The savvy administrators reading this article will be quick to realize that users could simply use the touch command to update the atime and mtime of their data, obscuring the real access and modify times of the data. However, one could use agedu to run reports fairly often to catch users doing this. It doesn't stop them, but at least you have a record of the users employing this method, and if they become abusers of space, you can at least talk to them and show them the reports. Despite the tone of this article, users are not evil in any sense, but having data to explain why they should compress or delete data is much more effective than simply demanding that they delete data. These reports can also help you identify users that need more space and then work with them to understand how they are using space, and they can help you when requesting more space because you can explain how space is being used, who is using it, and the how fast data is growing.

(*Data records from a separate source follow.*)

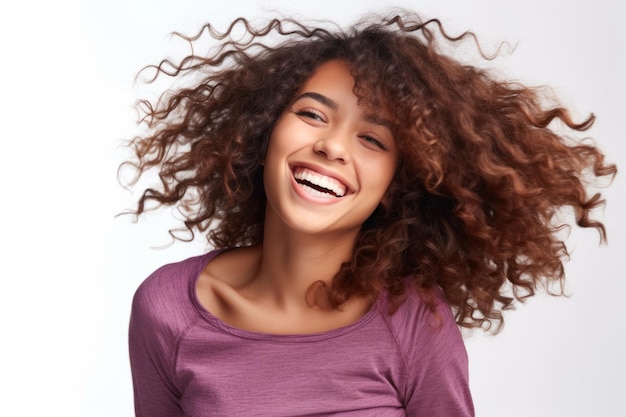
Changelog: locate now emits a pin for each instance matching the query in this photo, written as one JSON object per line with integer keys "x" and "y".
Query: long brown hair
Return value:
{"x": 472, "y": 208}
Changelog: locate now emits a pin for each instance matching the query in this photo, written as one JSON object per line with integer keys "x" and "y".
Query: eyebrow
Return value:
{"x": 321, "y": 98}
{"x": 329, "y": 102}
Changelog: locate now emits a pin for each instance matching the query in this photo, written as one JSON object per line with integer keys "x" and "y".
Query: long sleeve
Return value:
{"x": 436, "y": 361}
{"x": 152, "y": 357}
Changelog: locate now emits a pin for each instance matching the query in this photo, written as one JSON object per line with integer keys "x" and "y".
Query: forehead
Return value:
{"x": 331, "y": 76}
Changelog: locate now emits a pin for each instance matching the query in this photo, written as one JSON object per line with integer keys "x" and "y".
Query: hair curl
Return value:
{"x": 474, "y": 202}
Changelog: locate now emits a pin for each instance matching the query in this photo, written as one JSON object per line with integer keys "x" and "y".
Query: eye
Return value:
{"x": 311, "y": 114}
{"x": 372, "y": 141}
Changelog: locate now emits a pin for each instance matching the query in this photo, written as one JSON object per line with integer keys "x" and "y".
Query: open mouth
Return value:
{"x": 319, "y": 185}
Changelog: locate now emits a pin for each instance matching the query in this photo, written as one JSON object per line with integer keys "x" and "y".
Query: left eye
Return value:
{"x": 372, "y": 140}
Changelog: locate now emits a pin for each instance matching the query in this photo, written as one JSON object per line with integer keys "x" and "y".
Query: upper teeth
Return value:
{"x": 321, "y": 181}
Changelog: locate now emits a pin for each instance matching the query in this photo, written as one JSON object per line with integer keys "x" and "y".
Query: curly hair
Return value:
{"x": 482, "y": 177}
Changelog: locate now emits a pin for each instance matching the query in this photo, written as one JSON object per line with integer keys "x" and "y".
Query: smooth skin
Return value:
{"x": 328, "y": 166}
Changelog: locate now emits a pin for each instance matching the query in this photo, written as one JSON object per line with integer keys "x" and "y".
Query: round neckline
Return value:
{"x": 276, "y": 337}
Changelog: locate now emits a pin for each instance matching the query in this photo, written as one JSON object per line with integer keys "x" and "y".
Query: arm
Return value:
{"x": 152, "y": 354}
{"x": 437, "y": 366}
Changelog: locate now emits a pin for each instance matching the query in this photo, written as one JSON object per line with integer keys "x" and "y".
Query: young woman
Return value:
{"x": 366, "y": 194}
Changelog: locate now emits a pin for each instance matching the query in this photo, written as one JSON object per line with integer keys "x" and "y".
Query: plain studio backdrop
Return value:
{"x": 69, "y": 267}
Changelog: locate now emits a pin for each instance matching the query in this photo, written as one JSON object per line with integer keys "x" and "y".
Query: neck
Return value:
{"x": 291, "y": 261}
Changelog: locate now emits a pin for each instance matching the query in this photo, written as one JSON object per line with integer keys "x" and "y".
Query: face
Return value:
{"x": 329, "y": 161}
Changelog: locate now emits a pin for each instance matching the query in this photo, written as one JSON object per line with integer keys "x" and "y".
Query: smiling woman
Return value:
{"x": 366, "y": 194}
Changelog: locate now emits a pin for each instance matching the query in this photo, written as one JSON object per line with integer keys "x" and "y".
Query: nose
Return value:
{"x": 334, "y": 147}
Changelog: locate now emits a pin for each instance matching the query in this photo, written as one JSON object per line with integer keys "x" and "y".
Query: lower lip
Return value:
{"x": 304, "y": 194}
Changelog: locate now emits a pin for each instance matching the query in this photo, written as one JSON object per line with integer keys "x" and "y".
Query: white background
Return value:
{"x": 69, "y": 267}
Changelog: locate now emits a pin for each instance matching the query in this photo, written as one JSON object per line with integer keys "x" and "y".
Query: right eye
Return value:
{"x": 311, "y": 114}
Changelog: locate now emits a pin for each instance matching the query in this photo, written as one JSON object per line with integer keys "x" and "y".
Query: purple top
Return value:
{"x": 186, "y": 362}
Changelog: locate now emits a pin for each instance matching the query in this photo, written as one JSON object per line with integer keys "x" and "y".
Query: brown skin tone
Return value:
{"x": 307, "y": 235}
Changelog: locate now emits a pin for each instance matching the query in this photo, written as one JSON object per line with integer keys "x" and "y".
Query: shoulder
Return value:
{"x": 434, "y": 356}
{"x": 166, "y": 296}
{"x": 425, "y": 330}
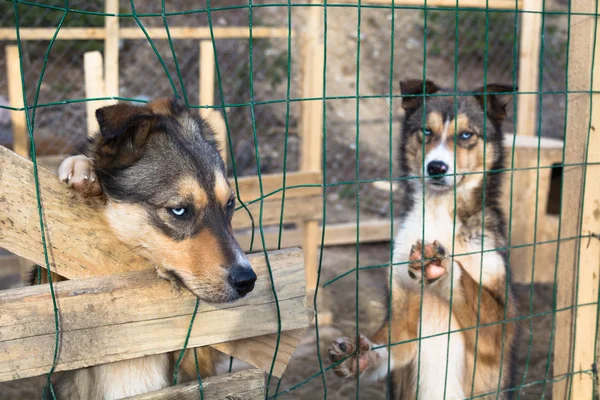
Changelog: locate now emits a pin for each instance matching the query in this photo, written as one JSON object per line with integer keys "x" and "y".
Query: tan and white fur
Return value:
{"x": 157, "y": 176}
{"x": 450, "y": 292}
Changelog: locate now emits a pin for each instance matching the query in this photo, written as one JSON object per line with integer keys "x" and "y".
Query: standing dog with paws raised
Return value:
{"x": 156, "y": 173}
{"x": 450, "y": 293}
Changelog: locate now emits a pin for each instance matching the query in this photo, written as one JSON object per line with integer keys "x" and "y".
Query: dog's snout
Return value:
{"x": 437, "y": 169}
{"x": 242, "y": 278}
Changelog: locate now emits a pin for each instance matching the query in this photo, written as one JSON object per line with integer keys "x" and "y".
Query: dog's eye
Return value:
{"x": 178, "y": 212}
{"x": 466, "y": 135}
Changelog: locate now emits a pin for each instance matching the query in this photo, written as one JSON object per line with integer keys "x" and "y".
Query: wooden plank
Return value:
{"x": 492, "y": 4}
{"x": 258, "y": 32}
{"x": 296, "y": 209}
{"x": 371, "y": 231}
{"x": 570, "y": 354}
{"x": 529, "y": 66}
{"x": 94, "y": 88}
{"x": 301, "y": 204}
{"x": 207, "y": 75}
{"x": 21, "y": 143}
{"x": 72, "y": 255}
{"x": 111, "y": 49}
{"x": 119, "y": 317}
{"x": 262, "y": 351}
{"x": 93, "y": 252}
{"x": 311, "y": 129}
{"x": 15, "y": 98}
{"x": 589, "y": 257}
{"x": 247, "y": 385}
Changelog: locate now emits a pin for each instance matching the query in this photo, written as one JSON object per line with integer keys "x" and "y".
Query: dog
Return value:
{"x": 450, "y": 291}
{"x": 156, "y": 173}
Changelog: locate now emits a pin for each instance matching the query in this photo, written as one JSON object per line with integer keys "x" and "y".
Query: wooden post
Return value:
{"x": 578, "y": 267}
{"x": 207, "y": 95}
{"x": 529, "y": 67}
{"x": 19, "y": 123}
{"x": 311, "y": 131}
{"x": 94, "y": 87}
{"x": 111, "y": 49}
{"x": 15, "y": 97}
{"x": 207, "y": 75}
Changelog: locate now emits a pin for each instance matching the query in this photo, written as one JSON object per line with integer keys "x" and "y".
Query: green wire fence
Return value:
{"x": 556, "y": 353}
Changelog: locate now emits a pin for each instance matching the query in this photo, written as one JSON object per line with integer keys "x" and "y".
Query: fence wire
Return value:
{"x": 260, "y": 101}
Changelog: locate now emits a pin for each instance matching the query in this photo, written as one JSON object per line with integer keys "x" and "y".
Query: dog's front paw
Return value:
{"x": 430, "y": 259}
{"x": 78, "y": 173}
{"x": 345, "y": 349}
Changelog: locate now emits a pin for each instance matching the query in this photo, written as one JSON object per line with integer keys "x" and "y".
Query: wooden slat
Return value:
{"x": 258, "y": 32}
{"x": 246, "y": 385}
{"x": 262, "y": 350}
{"x": 311, "y": 128}
{"x": 207, "y": 75}
{"x": 119, "y": 317}
{"x": 492, "y": 4}
{"x": 529, "y": 66}
{"x": 94, "y": 88}
{"x": 15, "y": 97}
{"x": 296, "y": 209}
{"x": 94, "y": 251}
{"x": 577, "y": 280}
{"x": 207, "y": 96}
{"x": 72, "y": 256}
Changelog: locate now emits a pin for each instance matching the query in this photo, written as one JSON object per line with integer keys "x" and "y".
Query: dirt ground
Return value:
{"x": 339, "y": 298}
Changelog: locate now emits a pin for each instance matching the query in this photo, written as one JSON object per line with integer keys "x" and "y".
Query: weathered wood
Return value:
{"x": 207, "y": 75}
{"x": 262, "y": 350}
{"x": 247, "y": 385}
{"x": 529, "y": 66}
{"x": 15, "y": 98}
{"x": 94, "y": 88}
{"x": 258, "y": 32}
{"x": 207, "y": 95}
{"x": 111, "y": 49}
{"x": 94, "y": 251}
{"x": 118, "y": 317}
{"x": 492, "y": 4}
{"x": 311, "y": 127}
{"x": 577, "y": 280}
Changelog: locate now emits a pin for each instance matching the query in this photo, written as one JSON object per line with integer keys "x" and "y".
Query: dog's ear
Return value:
{"x": 498, "y": 96}
{"x": 412, "y": 93}
{"x": 124, "y": 132}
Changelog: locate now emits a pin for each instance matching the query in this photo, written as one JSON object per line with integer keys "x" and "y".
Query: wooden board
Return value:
{"x": 577, "y": 280}
{"x": 258, "y": 32}
{"x": 246, "y": 385}
{"x": 94, "y": 251}
{"x": 15, "y": 96}
{"x": 94, "y": 88}
{"x": 492, "y": 4}
{"x": 529, "y": 65}
{"x": 119, "y": 317}
{"x": 111, "y": 49}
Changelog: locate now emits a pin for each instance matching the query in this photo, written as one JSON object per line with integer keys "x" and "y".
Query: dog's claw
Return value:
{"x": 78, "y": 173}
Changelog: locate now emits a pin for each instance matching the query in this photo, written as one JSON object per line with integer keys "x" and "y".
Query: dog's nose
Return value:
{"x": 437, "y": 169}
{"x": 242, "y": 278}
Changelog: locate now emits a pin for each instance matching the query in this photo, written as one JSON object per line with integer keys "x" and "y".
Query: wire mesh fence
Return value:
{"x": 368, "y": 50}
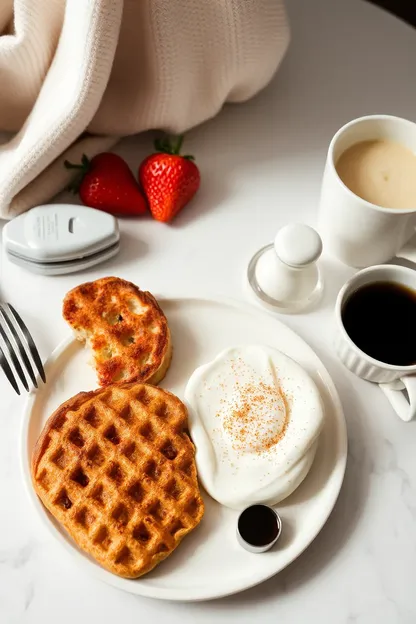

Summary – Check Your Space Usage Today!

As pointed out in the introduction, studies have pointed out that most stored data has not been accessed in a very long time or is not accessed often. Although there are legitimate reasons for keeping data online, at least knowing how much data has not been accessed in quite some time provides evidence for either adding storage or adding archiving capabilities. Knowing how data is used can also help identify the users that are using the most space, so they can be asked to delete or compress data that they are not using or have not touched in some time. (It's fairly convincing to ask the user to compress files they have not used in some time when you can show them how much disk space they are using and how long it's been since they last accessed the files.) This information can also be used to provide justification for more space, or perhaps even more importantly, it can be used to track trends in data usage.

Agedu is a tool that can give you a quick overview of your disk usage as a function of time. The tool is remarkably easy to build and use and has a great deal of flexibility, including the ability to be scripted. As pointed out, the scripting capability can be used in a variety of ways to help administrators. Even for the casual home user, this information can be very useful in understanding why your disks are getting so full can be even more useful when asking the household finance committee to flip for a new 10TB SATA drive (or two).